Sol laughed. “You said Delane told you.”

“He skipped that part.”

“I’m not surprised,” said Sol. “Delane’s been wildly in love with Vermillion since we were kids. She came to court when we were eight or nine. That was it for Delane; he’s never been the same since. He’s incapable of rational thought when she’s around.”

“Then you’ve known her a long time.”

“She knows my father from years back.”

“How old is she?”

“Older than you think.”

I recalled Vermillion’s tale of the girl from Jova City. How long ago had that been? Was the girl now old, her fears realized? Or maybe she was dead, her wish immortalized in Vermillion’s skin. I wasn’t sure if it was romantic or creepy.

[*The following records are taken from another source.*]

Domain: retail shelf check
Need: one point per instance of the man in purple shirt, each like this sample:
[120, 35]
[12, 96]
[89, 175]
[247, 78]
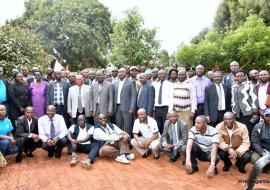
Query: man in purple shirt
[200, 82]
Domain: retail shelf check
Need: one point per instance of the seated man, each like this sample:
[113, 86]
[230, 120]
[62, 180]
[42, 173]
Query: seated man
[52, 131]
[113, 141]
[174, 136]
[80, 137]
[150, 139]
[202, 144]
[7, 141]
[234, 143]
[27, 134]
[260, 139]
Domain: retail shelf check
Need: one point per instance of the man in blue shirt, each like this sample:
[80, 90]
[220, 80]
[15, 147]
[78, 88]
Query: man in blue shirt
[7, 141]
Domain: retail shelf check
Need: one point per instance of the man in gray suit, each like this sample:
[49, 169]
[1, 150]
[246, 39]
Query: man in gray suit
[101, 95]
[79, 99]
[57, 94]
[174, 137]
[146, 95]
[125, 101]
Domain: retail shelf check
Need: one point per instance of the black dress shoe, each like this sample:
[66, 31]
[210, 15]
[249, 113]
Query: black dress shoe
[18, 158]
[146, 154]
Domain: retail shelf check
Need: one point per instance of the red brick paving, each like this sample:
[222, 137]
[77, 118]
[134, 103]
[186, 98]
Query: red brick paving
[41, 173]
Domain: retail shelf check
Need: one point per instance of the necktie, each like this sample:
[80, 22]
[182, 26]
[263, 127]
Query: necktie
[52, 129]
[160, 93]
[174, 134]
[80, 108]
[219, 98]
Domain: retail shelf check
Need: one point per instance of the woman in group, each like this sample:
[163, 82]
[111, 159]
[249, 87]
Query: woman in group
[38, 94]
[20, 98]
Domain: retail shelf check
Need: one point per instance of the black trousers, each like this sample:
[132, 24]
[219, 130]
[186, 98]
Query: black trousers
[27, 145]
[197, 153]
[161, 114]
[243, 160]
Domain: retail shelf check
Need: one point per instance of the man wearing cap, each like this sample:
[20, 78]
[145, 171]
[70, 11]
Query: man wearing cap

“Vermillion doesn’t swipe hair off pillows, does she?” I asked, thinking of my bed next door.

“You don’t want to end up in one of her jars?”

“No, thanks. She’s gorgeous, but I feel like she’s dangerous, too. Like a cute dog that might bite.”

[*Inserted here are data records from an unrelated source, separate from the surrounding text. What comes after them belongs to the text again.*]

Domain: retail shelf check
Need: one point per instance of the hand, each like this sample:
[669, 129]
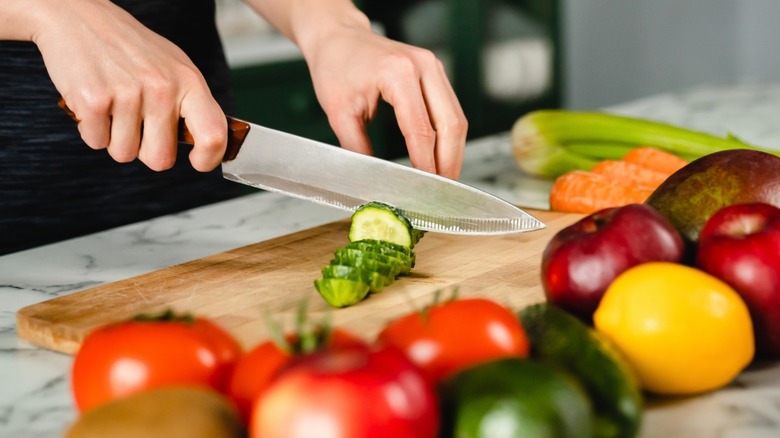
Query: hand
[352, 67]
[128, 86]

“You have good instincts,” said Sol. “You should never underestimate Vermillion. She’s one of less than a hundred rarefied Simbia left.”

“Why so few?”

“They’ve always been rare,” he replied. “And then Elias hunted them to virtual extinction.”

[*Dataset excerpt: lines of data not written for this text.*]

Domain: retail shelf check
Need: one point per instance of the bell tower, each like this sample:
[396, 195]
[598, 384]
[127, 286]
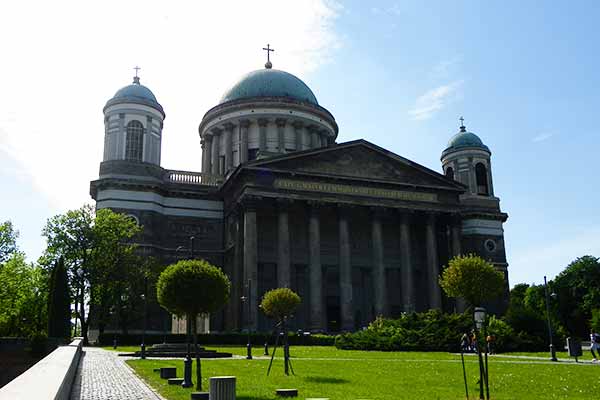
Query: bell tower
[133, 122]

The Suzerain. Was there no misery in Brakaland that he hadn’t caused?

“I don’t understand why he’d do that,” I said. “I’d want the Simbia on my side.”

Sol slowly nodded. “He used their blood to create the visage demons.”

Sickened, I pictured Vermillion in all her glory, tried to imagine towns, cities filled with other beautiful Simbia. And then I thought of the visage demon beneath my window in Bordertown—cold, cunning, devoid of all the life that made Vermillion what she was.

“That’s awful,” I said, though the words didn’t come close to describing how I felt.

“He’s found other ways to do it now, using what he learned from working with Simbian blood,” said Sol. “But he’s made very dangerous enemies of those who’ve survived. Vermillion amongst them. She joined the Sons of the West, determined to make him pay. I have no doubt she’ll achieve that. Shape-shifters are formidable opponents.”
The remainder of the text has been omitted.